Thursday 11 June 2009

Worse IT service in the city than the country

I've just had an interesting story told to me by a co-worker who used to work in a more isolated situation. Their IT support was outsourced to a specialist company, and he was particularly impressed by the level of service they gave to their printers. Every morning someone would be around to load them with paper, he says, and again at lunchtime for the heavily-used ones. If one of them broke, there was a backup next to it, but the failure meant flying someone in to physically fix it.

Here in the middle of Brisbane's business district, we have less reliable printers and slower service. Why? My first impression is that when the location is remote, and particularly when failure means paying for a flight, the cost of failure is higher, so it pays them to provide better preventative maintenance. In the city, the cost of failure is lower, because six people are within walking distance of fixing that printer, so up-front preventative measures are not as valuable, but just as expensive.

Mokalus of Borg

PS - That's my impression, anyway.
PPS - The reality may be vastly different.

2 comments:

Erin Marie said...

That still doesn't explain why it takes so long for service people to make it to the city office.
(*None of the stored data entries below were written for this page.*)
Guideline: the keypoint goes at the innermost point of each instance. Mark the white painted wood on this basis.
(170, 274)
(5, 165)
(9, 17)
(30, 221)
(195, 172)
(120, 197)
Higher density of equipment in a smaller area? If they know it's going to break down, why not employ the right amount of people? Or make their product quality better?

I'm not against rural communities having good service, but when my business is likely to be providing more business but is receiving less quality service, something is going wrong.

John said...

I admit this doesn't explain why service takes longer in the city than the country, but it might explain the mindset behind the cause. It's closer and more convenient to fix, so it doesn't seem as urgent. Maybe?